Discover how uphill runner combines passion with full-time doctor career.
This Sunday, Andrea Mayr blitzed the competition in three minutes and 56.1 seconds to win the women’s Red Bull 400 World Championship title in Austria, with Norway’s Erik Resell fending off Austria’s Jakob Mayer and German Anton Palzer for the men’s crown.
Austrian Mayr was already a multiple Red Bull 400 winner, however stormed to uphill victory by over 30 seconds from Adela Stranska of the Czech Republic with Poland’s Ivona Januszyk in third.
Forty nations provided 1,800 participants for the second Red Bull 400 World Finals on the FIS Ski jumping World Cup and Four Hills Tournament jumping venue in Bischofshofen – which was held in pouring rain.
Mayr declared, “I felt really good from the start, but all the other ladies were really strong. After taking the lead after about 150 meters, I realised that I could now enjoy the race as well. The World Championship title feels really good.”
Here is a Q&A we conducted with the 38-year-old about her passion for distance and uphill running that she combines with a career as a full-time doctor:
How does uphill running in the Red Bull 400 or Empire State Building Run-Up differ mentally and physically to the flatter but longer road and track races you compete in?
For me the Red Bull 400 races are real fun.
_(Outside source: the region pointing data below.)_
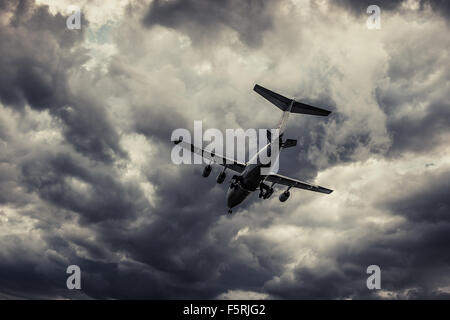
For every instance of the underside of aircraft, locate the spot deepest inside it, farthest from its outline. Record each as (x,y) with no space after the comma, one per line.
(249,175)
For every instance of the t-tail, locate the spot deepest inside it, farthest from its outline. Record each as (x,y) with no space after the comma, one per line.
(288,106)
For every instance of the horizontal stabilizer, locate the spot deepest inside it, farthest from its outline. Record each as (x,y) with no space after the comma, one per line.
(283,103)
(289,143)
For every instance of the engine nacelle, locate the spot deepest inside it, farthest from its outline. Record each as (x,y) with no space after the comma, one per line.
(284,196)
(221,177)
(207,171)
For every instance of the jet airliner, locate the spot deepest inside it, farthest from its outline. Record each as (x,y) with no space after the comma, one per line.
(249,177)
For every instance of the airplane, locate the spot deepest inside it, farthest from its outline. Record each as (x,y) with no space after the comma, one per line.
(249,177)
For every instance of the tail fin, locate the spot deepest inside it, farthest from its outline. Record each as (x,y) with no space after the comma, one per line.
(285,103)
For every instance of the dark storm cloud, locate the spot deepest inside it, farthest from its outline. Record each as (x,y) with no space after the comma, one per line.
(203,19)
(37,54)
(429,203)
(112,201)
(180,244)
(413,259)
(359,7)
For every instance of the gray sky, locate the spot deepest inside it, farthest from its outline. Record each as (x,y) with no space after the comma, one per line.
(86,176)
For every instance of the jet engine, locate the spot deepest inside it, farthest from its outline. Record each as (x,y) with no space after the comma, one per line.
(284,196)
(221,177)
(207,171)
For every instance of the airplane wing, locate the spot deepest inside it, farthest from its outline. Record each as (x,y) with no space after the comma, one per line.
(279,179)
(217,158)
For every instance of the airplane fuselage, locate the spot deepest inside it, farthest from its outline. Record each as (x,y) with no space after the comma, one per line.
(247,182)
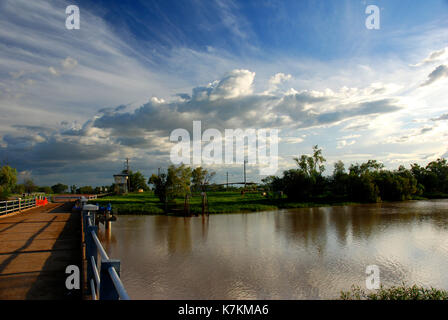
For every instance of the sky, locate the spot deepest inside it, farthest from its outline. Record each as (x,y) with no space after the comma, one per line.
(75,104)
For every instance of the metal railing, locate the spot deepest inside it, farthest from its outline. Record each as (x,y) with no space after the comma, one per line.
(68,197)
(104,280)
(11,206)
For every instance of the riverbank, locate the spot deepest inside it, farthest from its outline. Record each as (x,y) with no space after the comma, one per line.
(218,202)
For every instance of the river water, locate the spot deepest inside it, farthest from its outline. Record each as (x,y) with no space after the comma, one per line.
(287,254)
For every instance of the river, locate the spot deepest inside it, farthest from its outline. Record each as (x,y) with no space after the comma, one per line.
(287,254)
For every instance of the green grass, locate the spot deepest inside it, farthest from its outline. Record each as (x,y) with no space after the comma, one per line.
(218,202)
(396,293)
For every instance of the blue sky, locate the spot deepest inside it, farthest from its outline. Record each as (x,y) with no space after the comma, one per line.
(75,103)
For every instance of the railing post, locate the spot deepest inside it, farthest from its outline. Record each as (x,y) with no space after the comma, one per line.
(91,249)
(107,287)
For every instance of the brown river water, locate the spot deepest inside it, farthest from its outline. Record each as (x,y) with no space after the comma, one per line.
(287,254)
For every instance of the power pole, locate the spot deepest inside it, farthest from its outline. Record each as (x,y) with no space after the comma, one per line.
(127,172)
(245,161)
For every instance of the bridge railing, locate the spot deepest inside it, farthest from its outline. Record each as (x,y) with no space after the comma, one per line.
(11,206)
(103,275)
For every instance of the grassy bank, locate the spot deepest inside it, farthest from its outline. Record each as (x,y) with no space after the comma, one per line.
(218,202)
(402,292)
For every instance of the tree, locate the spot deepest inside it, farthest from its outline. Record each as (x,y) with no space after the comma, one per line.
(137,181)
(179,180)
(176,183)
(85,190)
(30,186)
(201,177)
(45,189)
(312,165)
(59,188)
(160,186)
(8,180)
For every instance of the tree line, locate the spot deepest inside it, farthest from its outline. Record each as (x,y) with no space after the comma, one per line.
(365,182)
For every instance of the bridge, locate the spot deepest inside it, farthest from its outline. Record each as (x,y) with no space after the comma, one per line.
(39,240)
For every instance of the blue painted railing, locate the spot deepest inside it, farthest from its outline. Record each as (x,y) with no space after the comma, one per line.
(104,281)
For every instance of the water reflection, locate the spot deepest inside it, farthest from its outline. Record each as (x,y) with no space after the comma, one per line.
(288,254)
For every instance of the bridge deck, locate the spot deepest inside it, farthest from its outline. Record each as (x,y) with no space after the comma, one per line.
(35,248)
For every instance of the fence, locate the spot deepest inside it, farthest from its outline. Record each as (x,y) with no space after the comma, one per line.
(11,206)
(104,281)
(68,197)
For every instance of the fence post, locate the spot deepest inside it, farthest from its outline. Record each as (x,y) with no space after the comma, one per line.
(91,249)
(107,287)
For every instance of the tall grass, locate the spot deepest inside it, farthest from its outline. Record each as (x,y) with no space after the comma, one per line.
(402,292)
(218,202)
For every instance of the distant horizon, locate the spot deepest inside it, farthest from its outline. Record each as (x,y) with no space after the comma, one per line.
(76,103)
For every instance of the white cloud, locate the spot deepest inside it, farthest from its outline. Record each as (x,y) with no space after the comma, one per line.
(69,63)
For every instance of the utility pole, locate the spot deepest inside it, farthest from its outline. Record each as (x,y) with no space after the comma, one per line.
(127,172)
(245,161)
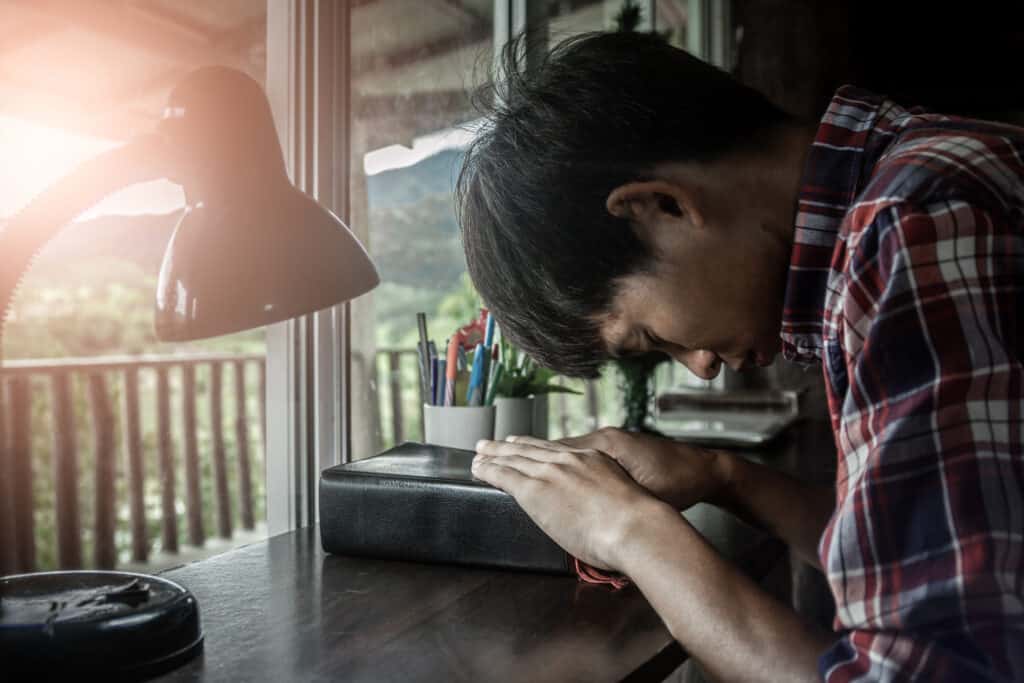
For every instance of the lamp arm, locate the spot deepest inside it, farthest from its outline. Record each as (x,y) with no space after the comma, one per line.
(37,223)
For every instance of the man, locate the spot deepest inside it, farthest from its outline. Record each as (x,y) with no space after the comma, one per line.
(627,198)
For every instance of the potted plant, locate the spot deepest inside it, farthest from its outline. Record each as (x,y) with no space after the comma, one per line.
(636,373)
(521,394)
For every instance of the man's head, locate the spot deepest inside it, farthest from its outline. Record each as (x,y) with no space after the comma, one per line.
(626,197)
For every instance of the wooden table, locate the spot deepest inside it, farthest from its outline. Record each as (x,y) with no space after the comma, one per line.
(283,610)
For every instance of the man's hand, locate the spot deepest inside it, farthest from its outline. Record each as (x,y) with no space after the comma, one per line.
(679,474)
(581,498)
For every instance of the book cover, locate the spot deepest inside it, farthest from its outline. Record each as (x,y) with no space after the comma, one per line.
(421,503)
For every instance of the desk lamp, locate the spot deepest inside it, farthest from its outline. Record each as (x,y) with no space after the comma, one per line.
(249,250)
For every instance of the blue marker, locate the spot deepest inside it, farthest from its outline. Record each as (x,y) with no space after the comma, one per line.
(476,376)
(488,335)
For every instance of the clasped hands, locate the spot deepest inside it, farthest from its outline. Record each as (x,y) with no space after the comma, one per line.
(594,494)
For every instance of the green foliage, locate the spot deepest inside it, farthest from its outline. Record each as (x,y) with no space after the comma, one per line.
(522,377)
(636,373)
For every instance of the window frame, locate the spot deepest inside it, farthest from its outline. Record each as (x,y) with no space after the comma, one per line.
(308,389)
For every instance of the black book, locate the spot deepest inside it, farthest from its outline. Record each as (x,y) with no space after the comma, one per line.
(421,503)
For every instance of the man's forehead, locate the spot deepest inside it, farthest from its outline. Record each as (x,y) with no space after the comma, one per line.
(616,331)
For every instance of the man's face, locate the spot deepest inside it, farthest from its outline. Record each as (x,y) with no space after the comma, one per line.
(715,294)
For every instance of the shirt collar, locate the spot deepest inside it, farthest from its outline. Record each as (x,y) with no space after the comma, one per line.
(839,162)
Of course, it is very hard, but also very short so the pain does not last for very long. At the Red Bull 400 races you have spectators all the way along and they make you give 100%. The only problem is that you have to focus not to over pace in the first half.
Are you proud of your Red Bull 400 record and the increasing global spotlight placed on alternative running events like this now?
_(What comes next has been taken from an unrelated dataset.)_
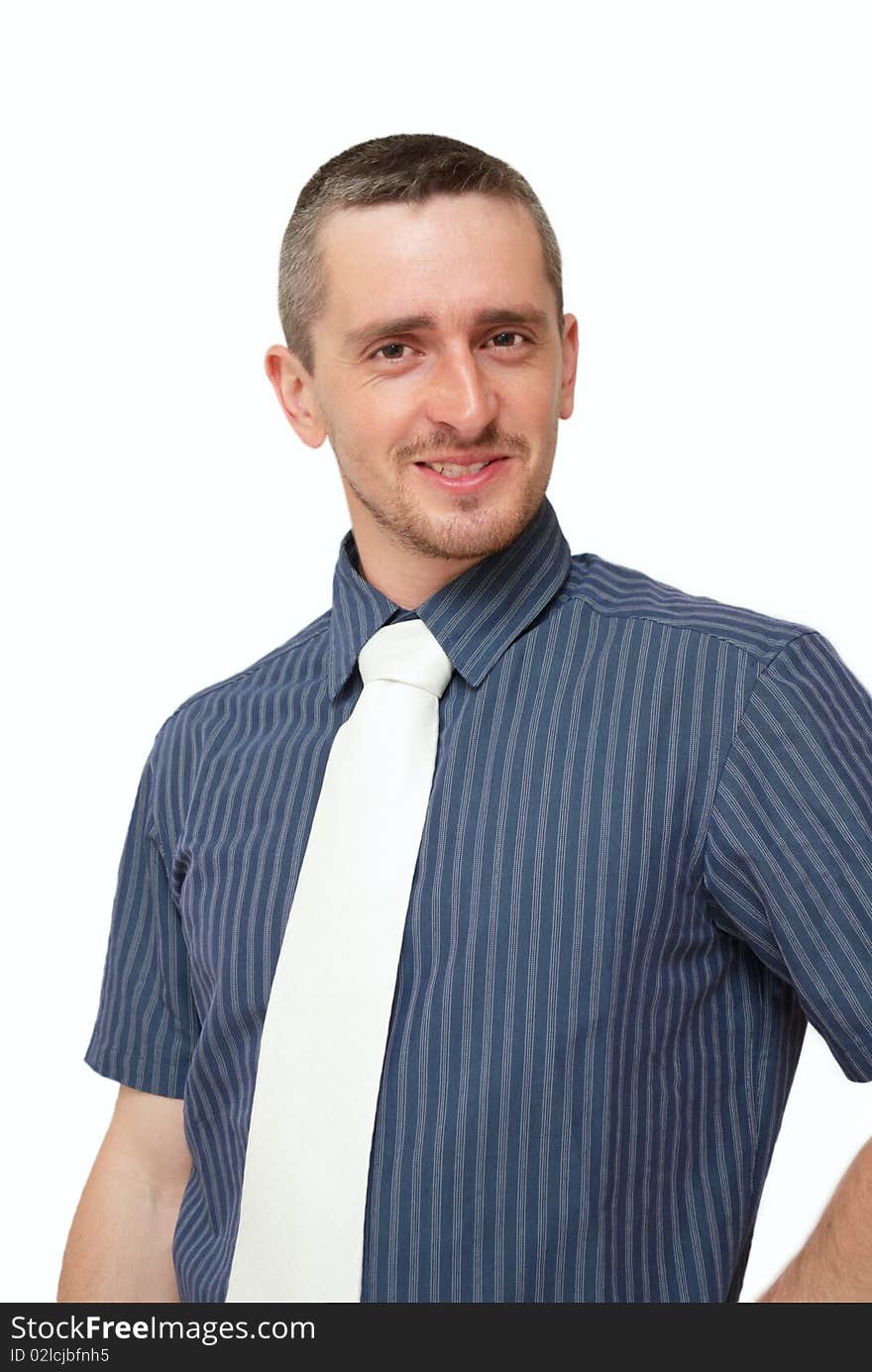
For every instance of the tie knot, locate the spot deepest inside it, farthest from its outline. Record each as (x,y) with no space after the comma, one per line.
(405,652)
Yes I am very proud, especially because I think that the difference to the men’s record is not that big.
Being a doctor, does it help you with knowing how far you can physically push your body?
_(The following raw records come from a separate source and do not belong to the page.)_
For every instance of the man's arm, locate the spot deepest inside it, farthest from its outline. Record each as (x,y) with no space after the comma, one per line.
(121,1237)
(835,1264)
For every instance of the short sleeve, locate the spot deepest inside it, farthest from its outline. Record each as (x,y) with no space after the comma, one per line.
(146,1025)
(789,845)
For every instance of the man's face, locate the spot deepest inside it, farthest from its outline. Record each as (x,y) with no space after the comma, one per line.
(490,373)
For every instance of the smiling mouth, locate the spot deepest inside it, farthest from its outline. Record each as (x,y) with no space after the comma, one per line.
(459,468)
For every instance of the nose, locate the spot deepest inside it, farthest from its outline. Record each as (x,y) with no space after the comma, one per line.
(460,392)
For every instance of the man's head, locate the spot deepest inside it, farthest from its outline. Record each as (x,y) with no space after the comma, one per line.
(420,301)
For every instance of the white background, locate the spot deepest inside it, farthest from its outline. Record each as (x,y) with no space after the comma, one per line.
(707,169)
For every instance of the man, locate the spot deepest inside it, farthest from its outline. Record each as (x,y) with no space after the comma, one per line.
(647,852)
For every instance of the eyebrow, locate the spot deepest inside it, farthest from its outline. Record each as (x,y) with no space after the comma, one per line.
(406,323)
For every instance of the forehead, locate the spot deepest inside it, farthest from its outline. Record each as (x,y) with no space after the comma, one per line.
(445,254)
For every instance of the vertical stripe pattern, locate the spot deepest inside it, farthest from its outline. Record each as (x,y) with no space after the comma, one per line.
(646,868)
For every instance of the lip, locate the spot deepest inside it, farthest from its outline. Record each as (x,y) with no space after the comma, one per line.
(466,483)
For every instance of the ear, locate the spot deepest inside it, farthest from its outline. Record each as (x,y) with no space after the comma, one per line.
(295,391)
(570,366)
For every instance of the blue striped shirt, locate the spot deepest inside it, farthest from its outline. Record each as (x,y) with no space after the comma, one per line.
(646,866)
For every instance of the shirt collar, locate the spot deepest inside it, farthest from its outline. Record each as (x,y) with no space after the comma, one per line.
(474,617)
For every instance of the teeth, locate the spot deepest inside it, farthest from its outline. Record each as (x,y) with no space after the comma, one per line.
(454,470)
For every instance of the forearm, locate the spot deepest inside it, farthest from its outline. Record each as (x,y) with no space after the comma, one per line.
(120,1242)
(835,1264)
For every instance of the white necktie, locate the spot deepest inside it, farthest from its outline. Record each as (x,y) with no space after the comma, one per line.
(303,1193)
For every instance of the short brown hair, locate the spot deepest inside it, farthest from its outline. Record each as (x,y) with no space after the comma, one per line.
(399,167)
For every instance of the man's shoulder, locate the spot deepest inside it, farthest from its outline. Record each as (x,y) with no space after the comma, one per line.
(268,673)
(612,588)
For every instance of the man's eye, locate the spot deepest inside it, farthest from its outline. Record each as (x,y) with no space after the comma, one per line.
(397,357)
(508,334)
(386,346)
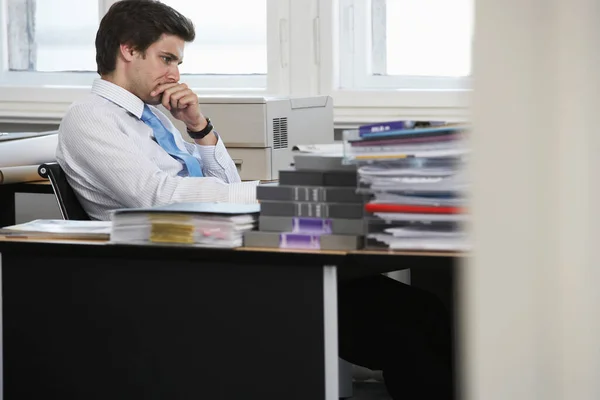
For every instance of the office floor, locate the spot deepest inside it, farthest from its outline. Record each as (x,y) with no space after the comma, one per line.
(370,391)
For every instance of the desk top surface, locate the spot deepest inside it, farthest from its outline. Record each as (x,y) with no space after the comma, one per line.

I don’t think that it has something to do with my profession, but I know that compared to others it is easy for me to push to the limit.
How do you balance your two different lives and fit in all your training?
At the moment, I work in a hospital that is very close to where I live so I cycle before I start work. Normally I cycle up the Gmundnerberg (884m) or the Grasberg (728m) before I return directly to hospital. After work, I normally run up any of the mountains nearby. I know that it would not be the life for most people, but for me it is nearly perfect – except the tiredness I often feel.
Does your medical background help with injury prevention and rehabilitation from injury?
I think my injury prevention is my work as a doctor, because it saves me from training too much.